Draw Up the Standard “Rich and Famous” Contract

By Neal 

walter-jon-williams.jpg“I’ve been writing professionally for twenty-odd years, and it’s become clear that I can’t depend on publishers to make me rich and famous,” Walter Jon Williams reflects on his blog. “Writers of mid-list fiction—which is pretty much everything but the best-sellers—are more or less obliged in these sub-lunary times to shoulder the burdens of publicity and promotion ourselves.” I know, I know, you’re asking yourself what else is new, but Williams is at least viewing the situation with good humor:

“What has to happen, it seems to me, is that I need a certifiably famous person to say that I should be more famous and popular than I am. Elmore Leonard was a fairly obscure writer until George Will wrote an entire column about how good Elmore Leonard was. Then Leonard became famous, and book and movie deals descended like unto manna from heaven… Does anybody out there know a truly famous person who could be persuaded to tell everyone that I should be famous, too?”

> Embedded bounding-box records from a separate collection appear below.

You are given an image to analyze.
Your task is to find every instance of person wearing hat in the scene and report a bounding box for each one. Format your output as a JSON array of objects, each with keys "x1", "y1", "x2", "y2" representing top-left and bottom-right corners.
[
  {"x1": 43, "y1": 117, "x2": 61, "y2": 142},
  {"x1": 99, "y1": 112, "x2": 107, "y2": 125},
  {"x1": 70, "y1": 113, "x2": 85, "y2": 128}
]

The analogy isn’t perfect—attention from Will and others thrust Leonard back into the spotlight in the mid-1980s, but he’d had some success with Hollywood in the late ’50s and early ’70s—but the basic principle is reasonably sound, as the contemporary example of Stephen King‘s enthusiasm for Ron McLarty and Meg Gardiner demonstrates. So far, Williams hasn’t been able to get that kind of nod, although fellow science-fiction writer Lawrence M. Schoen did quip in the comments, “Among a subset of Trek and Klingon fans I have a small amount of name recognition. I know it’s not much, but I routinely push your titles to the Klingon-speaking community and I’ll happily continue to do so.” Qapla’ batlh je, sir!